Here are some key design considerations on designing infrastructure for distributed DL:
- Build high network bandwidth between nodes: Distributed DL is a very compute-intensive task. To accelerate computation, training can be distributed across multiple machines connected by a network. During the training, constant synchronization between GPUs within and across the servers is required. Limited network bandwidth is one of the key bottlenecks towards the scalability of distributed DNN training. Most important metrics for the interconnection network are low latency and high bandwidth. It is recommended to use InfiniBand or 100Gbps Ethernet Network to maximum the network bandwidth between nodes. With enough network bandwidth, GPU utilization across nodes performs similar to that of single GPU configurations.
- Choose high throughput, scale-out centralized storage: With scalable distributed DL, the distribution of the training data (batches) to the worker nodes is crucial. It is inefficient to store training data in the local disks or Non-Volatile Random-Access Memory (NVRAM) on every worker node and copy terabytes of data across each worker node before the actual training can be started. Using a high throughput, scale-out storage for centralized storage for the training data, offers a more convenient, higher performance and cost-effective solution for ADAS/AD DL training.
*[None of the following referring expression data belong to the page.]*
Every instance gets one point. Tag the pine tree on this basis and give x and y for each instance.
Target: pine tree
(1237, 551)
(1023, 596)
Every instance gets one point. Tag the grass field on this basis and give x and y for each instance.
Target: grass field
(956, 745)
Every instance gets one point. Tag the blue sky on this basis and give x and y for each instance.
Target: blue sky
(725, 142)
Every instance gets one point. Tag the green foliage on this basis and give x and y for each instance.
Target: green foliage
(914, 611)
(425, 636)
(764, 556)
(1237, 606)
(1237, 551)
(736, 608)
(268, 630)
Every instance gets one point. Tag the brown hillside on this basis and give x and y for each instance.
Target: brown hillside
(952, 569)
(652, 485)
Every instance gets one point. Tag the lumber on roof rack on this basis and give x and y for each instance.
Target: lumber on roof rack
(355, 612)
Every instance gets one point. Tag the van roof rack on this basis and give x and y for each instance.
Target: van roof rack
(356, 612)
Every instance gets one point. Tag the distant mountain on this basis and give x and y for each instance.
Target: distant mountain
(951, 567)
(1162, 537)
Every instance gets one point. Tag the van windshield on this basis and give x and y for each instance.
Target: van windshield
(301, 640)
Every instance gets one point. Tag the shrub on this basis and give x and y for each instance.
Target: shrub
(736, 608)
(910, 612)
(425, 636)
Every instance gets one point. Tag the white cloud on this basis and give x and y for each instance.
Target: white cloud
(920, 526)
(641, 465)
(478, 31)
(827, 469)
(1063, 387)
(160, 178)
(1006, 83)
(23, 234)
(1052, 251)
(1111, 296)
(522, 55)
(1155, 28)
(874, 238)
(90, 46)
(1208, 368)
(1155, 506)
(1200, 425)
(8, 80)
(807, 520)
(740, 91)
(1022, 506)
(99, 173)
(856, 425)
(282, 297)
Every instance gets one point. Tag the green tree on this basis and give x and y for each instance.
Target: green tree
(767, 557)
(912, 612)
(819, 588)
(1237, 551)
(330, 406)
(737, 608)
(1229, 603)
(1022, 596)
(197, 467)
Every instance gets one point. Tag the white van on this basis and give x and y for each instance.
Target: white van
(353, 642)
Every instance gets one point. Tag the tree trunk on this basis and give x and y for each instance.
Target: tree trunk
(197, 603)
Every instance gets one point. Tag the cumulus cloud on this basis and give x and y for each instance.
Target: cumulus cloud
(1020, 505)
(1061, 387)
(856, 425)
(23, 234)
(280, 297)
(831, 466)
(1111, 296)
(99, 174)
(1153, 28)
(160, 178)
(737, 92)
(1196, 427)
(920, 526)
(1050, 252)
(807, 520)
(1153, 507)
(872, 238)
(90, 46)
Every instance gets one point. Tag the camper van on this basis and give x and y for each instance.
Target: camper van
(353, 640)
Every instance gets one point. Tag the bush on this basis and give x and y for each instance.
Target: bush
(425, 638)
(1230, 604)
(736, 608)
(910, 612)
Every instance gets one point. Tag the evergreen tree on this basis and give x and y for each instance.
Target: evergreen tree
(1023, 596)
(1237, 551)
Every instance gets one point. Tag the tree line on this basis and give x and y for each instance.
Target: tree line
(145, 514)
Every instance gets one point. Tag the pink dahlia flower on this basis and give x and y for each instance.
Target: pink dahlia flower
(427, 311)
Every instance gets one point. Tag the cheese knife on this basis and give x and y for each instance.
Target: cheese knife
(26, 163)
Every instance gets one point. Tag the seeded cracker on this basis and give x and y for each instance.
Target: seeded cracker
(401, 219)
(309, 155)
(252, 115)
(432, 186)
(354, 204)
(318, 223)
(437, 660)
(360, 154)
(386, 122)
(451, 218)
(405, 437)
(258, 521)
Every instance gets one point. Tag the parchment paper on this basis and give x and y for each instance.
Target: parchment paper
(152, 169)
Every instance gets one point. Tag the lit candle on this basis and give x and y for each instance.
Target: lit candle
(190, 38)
GPU servers can have 20-30k cores and each one request its own read thread. Most file systems max out at between 2,000–6,0000 open read threads, but the PowerScale OneFS operating system doesn’t have a performance limit on open threads. DL workloads also require high throughput random reads during the training and data processing, as well as high throughput sequential writes during data ingest. With distributed DL on multiple GPUs, to full utilize GPUs a steady flow of data from centralized storage into multiple GPUs jobs is critical for obtaining optimal and timely results. Data preprocessing (CPU) and model execution of a training step (GPU) run in parallel during the training and require high throughput data reads from storage.
An ADAS high performance DL system requires equally high-performance storage with scalability to multiple petabytes within a single file system. For a typical SAE level 3 project, this requirement ranges between 50 to 100 PB of data. The high-performance storage scalability is crucial to meet different business requirements of ADAS DL projects.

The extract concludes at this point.